Philosophical movement

Neomodernism is a philosophical movement based on modernism which addressess the critique of modernism by postmodernism. It is rooted in the criticisms which Habermas has leveled at postmodern philosophy, namely that universalism and critical thinking are the two essential elements of human rights and that human rights create a superiority of some cultures over others.

== Associated individuals ==

=== Ágnes Heller ===
Ágnes Heller's work is associated with Moral Anthropology and "probing modernity's destiny for a non-predatory humanism that combines the existential wisdom of ancient theory with modern values."

Neomodernism accepts some aspects of postmodernism's critique of modernism, notably that modernism elevated the world view of dominant groups to the status of objective fact, thereby failing to express the viewpoint of "subaltern groups," such as women and ethnic minorities. However, in her view, neomodernism rejects postmodernism as:

- Unscientific: the ability of science to generate useful knowledge cannot be waved away as "scientism".
- Journalism: as not giving any explanation as to how or why things happen.
- Local: as being unable to recognize patterns that occur across time or location.
- Unverified: as lacking any validation process, and therefore proceeding by fad and hierarchy.

=== Victor Grauer ===
In 1982, Victor Grauer attacked "the cult of the new," and proposed that there had arisen a "neo-modern" movement in the arts which was based on deep formal rigor, rather than on "the explosion of pluralism." His argument was that post-modernism was exclusively a negative attack on modernism, and had no future separate from modernism proper, a point of view which is held by many scholars of modernism.

=== Carlos Escudé ===

In "Natural Law at War", a review essay published on 31 May 2002 in The Times Literary Supplement (London, TLS No. 5174), Carlos Escudé wrote: “Postmodern humanity faces a major challenge. It must solve a dilemma it does not want to face. If all cultures are morally equivalent, then all human individuals are not endowed with the same human rights, because some cultures award some men more rights than are allotted to other men and women. If, on the other hand, all men and women are endowed with the same human rights, then all cultures are not morally equivalent, because cultures that acknowledge that ‘all men are created equal’ are to be regarded as ‘superior,’ or ‘more advanced’ in terms of their civil ethics than those that do not.” Escudé's brand of neomodernism contends with “politically-correct intellectuals who prefer to opt for the easy way out, asserting both that we all have the same human rights and that all cultures are equal.”

== Other uses ==

Neomodernism has been cited in law as applying to an approach which grants economic rights to indigenous peoples, but without restricting them to their traditional economic activities. Neomodernism recognizes the importance of the human side of organizations. People and their needs are put at the center and, with the recognition that the values and beliefs of people both shape and are shaped by their experiences of organizational life, comes an interest in areas such as organizational culture, leadership and management.

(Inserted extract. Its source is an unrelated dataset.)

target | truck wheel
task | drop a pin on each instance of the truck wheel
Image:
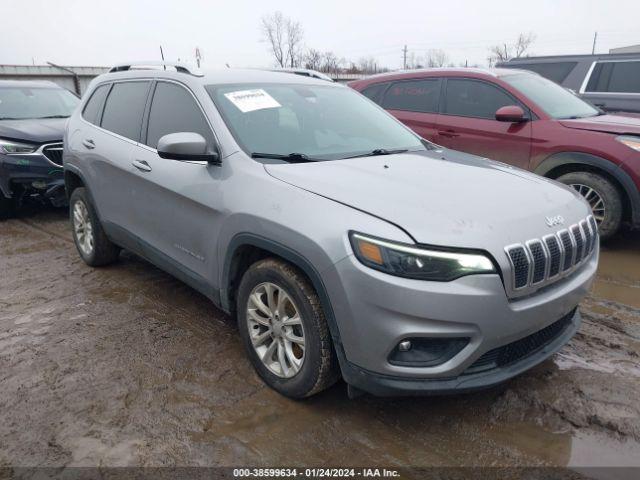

Social scientist Dr Ross Honeywill argues in Being NEO (2023) that 1991 saw the death of postmodernity and the emergence of neomodernity in what he calls the social bifurcation or split. Neomodernists, abbreviated to NEOs, were new, he argues, particularly compared to traditionalism’s two-century lineage. NEOs were socially progressive individualists with a humanist leaning towards social justice and emotional experiences that touched their spirit. On the other hand, traditionalists continued being socially and politically conservative, more driven by the rational than the emotional. They valued hard work, discipline, and a strong sense of duty, mirroring the ethos of early industrial society – moral rectitude, social hierarchy, and a clear demarcation of gender roles. Their unbroken lineage produced a mindset where family, propriety, and community held significant importance.